Military families make immense sacrifices every day – especially when servicemembers are deployed or on assignments away from home. Congress created the FSA to add a monthly payment, currently $250, to defray extra expenses; language in the FY 2024 National Defense Authorization Act (NDAA) allows DoD to raise that rate to as high as $400 a month.
MOAA testified before the House Armed Services Committee’s Servicemember Quality of Life Panel last year and highlighted the need for increasing FSA. This increase is long overdue, especially given today's high inflation and cost of living. The current allowance is simply inadequate.
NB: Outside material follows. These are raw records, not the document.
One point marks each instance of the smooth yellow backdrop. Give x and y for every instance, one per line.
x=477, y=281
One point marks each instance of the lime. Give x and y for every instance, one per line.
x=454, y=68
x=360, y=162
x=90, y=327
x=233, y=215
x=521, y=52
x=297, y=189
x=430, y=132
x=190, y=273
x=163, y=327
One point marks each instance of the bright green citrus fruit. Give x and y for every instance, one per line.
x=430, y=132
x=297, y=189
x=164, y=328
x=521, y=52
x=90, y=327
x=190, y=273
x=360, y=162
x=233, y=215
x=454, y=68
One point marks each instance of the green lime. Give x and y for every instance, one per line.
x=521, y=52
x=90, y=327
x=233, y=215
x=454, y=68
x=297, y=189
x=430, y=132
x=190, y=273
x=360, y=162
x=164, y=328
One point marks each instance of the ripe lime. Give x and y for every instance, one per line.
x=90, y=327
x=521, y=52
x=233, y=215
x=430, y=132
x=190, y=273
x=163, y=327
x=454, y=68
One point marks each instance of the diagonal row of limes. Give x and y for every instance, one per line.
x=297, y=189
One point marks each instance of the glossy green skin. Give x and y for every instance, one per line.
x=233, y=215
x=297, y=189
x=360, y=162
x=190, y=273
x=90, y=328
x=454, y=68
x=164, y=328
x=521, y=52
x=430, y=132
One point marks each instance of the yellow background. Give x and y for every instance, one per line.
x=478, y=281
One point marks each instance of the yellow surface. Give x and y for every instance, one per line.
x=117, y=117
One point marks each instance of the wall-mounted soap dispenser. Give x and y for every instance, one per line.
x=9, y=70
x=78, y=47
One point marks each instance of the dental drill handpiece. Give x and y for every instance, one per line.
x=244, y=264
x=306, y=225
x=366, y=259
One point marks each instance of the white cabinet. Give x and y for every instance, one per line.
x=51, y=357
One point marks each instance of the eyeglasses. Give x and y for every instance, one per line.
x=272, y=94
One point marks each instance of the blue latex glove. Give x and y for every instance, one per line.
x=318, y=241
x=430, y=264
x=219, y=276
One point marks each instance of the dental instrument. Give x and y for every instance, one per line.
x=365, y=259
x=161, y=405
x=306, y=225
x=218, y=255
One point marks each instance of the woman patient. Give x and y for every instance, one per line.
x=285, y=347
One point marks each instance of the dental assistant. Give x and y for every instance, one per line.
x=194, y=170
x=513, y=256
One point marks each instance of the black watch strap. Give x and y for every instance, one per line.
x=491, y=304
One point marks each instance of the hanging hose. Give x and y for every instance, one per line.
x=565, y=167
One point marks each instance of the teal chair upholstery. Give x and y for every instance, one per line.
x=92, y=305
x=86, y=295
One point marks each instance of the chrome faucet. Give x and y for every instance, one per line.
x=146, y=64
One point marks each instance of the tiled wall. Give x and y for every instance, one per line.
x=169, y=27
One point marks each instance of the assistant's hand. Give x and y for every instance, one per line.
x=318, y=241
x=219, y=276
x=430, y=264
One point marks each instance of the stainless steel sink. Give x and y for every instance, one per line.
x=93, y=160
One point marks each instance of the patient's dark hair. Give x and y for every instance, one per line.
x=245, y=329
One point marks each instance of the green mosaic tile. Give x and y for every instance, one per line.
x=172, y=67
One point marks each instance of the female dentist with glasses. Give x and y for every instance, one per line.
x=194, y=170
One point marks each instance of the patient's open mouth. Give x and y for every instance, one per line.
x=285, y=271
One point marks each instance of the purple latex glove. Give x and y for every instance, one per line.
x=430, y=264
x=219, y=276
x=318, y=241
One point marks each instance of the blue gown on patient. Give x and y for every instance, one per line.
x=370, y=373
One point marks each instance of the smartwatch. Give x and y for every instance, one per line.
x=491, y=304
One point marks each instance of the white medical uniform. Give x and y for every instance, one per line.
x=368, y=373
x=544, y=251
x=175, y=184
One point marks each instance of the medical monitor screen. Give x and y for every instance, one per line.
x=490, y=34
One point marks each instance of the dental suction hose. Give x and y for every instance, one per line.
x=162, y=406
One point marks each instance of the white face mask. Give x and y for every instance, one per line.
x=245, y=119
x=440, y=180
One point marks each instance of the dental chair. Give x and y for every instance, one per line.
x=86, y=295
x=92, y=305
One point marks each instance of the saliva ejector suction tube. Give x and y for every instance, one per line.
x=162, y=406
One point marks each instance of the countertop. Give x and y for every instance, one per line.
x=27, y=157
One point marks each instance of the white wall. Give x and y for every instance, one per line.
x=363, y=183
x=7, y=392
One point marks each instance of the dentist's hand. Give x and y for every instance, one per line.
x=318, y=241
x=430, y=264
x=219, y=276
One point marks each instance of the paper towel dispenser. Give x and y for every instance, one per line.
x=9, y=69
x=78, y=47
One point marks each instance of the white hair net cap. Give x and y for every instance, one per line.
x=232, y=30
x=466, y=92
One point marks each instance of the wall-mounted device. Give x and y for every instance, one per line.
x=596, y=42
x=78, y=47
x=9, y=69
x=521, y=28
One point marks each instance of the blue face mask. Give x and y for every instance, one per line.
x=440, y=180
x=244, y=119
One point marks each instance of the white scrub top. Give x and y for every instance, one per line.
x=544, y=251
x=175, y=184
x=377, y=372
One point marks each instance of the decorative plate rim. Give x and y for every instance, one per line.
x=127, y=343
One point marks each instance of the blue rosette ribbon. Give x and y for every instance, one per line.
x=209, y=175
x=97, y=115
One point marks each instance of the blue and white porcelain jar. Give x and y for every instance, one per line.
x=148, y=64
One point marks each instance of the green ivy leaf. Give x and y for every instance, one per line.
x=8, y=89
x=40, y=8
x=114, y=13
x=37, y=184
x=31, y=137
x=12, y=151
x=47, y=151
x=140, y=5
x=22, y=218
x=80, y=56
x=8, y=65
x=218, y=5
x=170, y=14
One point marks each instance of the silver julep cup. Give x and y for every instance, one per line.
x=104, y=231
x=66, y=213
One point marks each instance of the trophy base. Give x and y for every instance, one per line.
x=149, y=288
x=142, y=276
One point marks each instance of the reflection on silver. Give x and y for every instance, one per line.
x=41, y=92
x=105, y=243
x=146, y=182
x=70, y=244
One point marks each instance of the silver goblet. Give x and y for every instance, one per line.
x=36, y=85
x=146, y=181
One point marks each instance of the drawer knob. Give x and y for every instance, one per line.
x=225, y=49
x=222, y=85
“Military spouses already carry an extra load when their servicemember is deployed,” said Jen Goodale, MOAA's director of Government Relations for Military Family and Survivor Policy. “An increased Family Separation Allowance will help relieve some financial strain so families can focus on supporting each other through challenging separations.”
MOAA reached out to DoD to inquire about the status of the FSA increase but has not received any additional information about DoD’s plans. MOAA urged DoD to swiftly use its new authority to fully increase the FSA to $400 per month: After two decades without an increase, there is no justification for further delays.
MOAA will continue applying pressure on lawmakers and DoD leaders to deliver this improved support that separated military families deserve.